We drove up Monument Avenue with lots of monuments erected in memory of important people and then out to Sabot Hill where they live with their three children when they're home from university which isn't often. Their house is built in a fantastic development set up by a farmer and his IDE who had 40,000 acres and started buying houses and transplanting them onto their farm, renting them out and out of this, they created their own little community, Sabot Hill. Since then, people including Roderick and Susie have bought land and built, some houses nicer than others but all landowners have access to all the land for horse-riding mostly but other leisure pursuits too. The various homeowners have parties together through the year and although each house is secluded and looks to the outside world like a separate development it does actually feel like a community albeit one where everyone is not living in each others' pockets. Their house overlooks one of the three private lakes and it is very picturesque indeed. They have five (I think) horses and enjoy riding and hunting and golf. All quite well-to-do but Rod has worked very hard for it so you certainly can't begrudge them it.

I learnt ALL of this before dinner and then learnt of their family over dinner so was glad to be able to shut the door of my room and settle in relatively early. I find it quite hard to believe I was even contemplating this but last night I was considering whether to set off early this morning for Nashville as Rod was sorry I wouldn't be seeing the Applachian Mountains on my bus journey this evening. Mountains or sleep ? Mountains or sleep ? I took sleep and was happy to lie In this morning.

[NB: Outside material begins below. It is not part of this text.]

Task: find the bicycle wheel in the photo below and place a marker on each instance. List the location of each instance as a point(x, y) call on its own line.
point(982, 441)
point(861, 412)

Pretty lazy day today - some time to walk the dogs and survey the forthcoming Bend Seattle conundrum (the only real scheduling nightmare of this journey - still unresolved) and then off for dinner in town ahead of them going to a concert and me going to a bus. Unrivaled disaster - traffic gridlock, no parking spaces, wrong food brought (Rod certainly didn't order Bread Salad, only made worse by the fact that the bread was stale. I, on the other hand, didn't realize steak tartare was raw burger - still, you've got to laugh), and then my taxi never arrived. Generous to the end, Roderick jumped in his car and dropped me to the bus. It set off 40 minutes late but I am on the road.

On arriving, I asked Rod what the predominant ethnic makeup of the city was as the Georgian architecture story I'd heard didn't sit with the many black people I'd seen milling about the bus station. He told me about the blacks and whites but something I worked out over the couple of days is that the answer to the question really depends on who you're talking to. Neither community seems to interact with the other except maybe in the younger Church Hill area which is quite well integrated. I would never meet black people in the sort of places Rod and Susan would go in the same way that I had to guide him to the bus station yesterday when he was lost. The two communities seem to co-exist quite peacefully but not interact - two cities in the one.

Apparently we're in the process of going over the mountains now. I'm not even feeling any air-pressure sickness and I won't see them this time but when I wake up I'll be in a new "other world". I have a new city to add to my list of cities seen and liked and I could very happily live in. And all the cities I've been in have been completely different to each other. I can understand how so many Americans don't leave their country - there's so much variety to discover here. Tomorrow is another day. Must sleep. Goodnight !!